Please run iefsconfig to config Intel Ethernet software after finished the installation

Using IEFS Repository on Linux* OS

You can install the Intel® Ethernet Fabric Suite Software packages on Red Hat* Enterprise Linux* (RHEL*) or SUSE* Linux* Enterprise Server (SLES*) using the OS distribution included in the IEFS package repository and its dependencies. You have your IPV4 list of IP addresses and netmasks for each interface you are going to set up. You have your software packages ready for installation.

Perform the following steps to install the default Intel® Ethernet Fabric Suite Software configuration:

Step Task/Prompt Action
Set Up the IEFS Repository
1 Create the local repository.
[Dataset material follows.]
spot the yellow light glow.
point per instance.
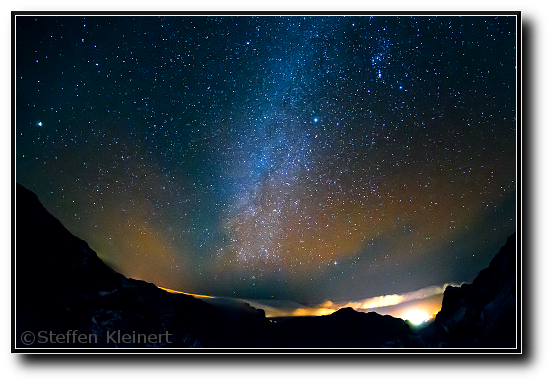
(416, 316)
At the command prompt, type: ethcreaterepo.
2 Create the local repository on nodes that need GPU support.
Note: If you install GPU-supported packages on nodes without NVIDIA* cards, you may see performance degradation.

At the command prompt, type: ethcreaterepo -G.
Note: After execution, the recommended install commands are provided.

3 On each node, install the Intel® EFS Software.
For a list of packages in specific Intel® EFS components,
refer to Intel® EFS Software Components to Packages
Mapping.
Type yum install <alias> under RHEL, or zypper install <alias> under SLES where  <alias>  is the recommended alias pkg (based on node type).
Note

Alternatively, you can insert the install command (based on node type) in a provision script.

Configure RDMA
4 At the command prompt, start  iefsconfig. Type iefsconfig.
5 Select 2) Reconfigure Eth RDMA. Type 2.
6 Enable RoCE RDMA transport (ROCE_ON)? [y]: Press Enter.
7 Resource Limits Selector (0-7) [5]: Press Enter or type another number depending on fabric size and applications run on the fabric.
8 For each interface, configure MTU and willing mode Priority Flow Control Configure interface <dev> now? [y]:
MTU value [9000]:
Flow Control config, recommend willing mode Priority
Flow Control...
Turn off Link Level Flow Control? [y]:
Turn on firmware DCB? [y]:
Type y to configure a interface.
Type desired MTU value.
Press Enter to turn off Link Level Flow Control.
Press Enter to turn on firmware DCB.
9 Reboot the server. Type reboot and press Enter.
Note

Do not interrupt the reboot process. Depending on your operating system, the
reboot may take a few minutes.

10 Verify that the installation was successful. Type iefsconfig -V and press Enter.
Install kernel module with DKMS

With Dynamic Kernel Module Support (DKMS) installed on your system, you can install the Intel® EFS kernel module with DKMS support so that when a kernel update occurs, you do not need to reinstall Intel® Ethernet Fabric Suite software. The DKMS framework will automatically rebuild the kernel module during the kernel update.

IMPORTANT

The kernel module rebuild may not work when you update to a new, major OS version. In this case, you must download the corresponding Intel EFS and reinstall it.

Prerequisites

Install DKMS prior to performing the steps below.

Note

DKMS is not available in Linux* distributions. You will need to download or install it by yourself. For example, you can install it from the following locations:

Follow the instructions described in Install Using the TUI Menus or Install Using CLI Commands to install Intel® Ethernet Fabric Suite software. When the install script detects DKMS, it will install DKMS version packages. To install using IEFS repository, follow the instructions described in Install Using Linux* Distribution Software Packages and choose the dkms version package to install.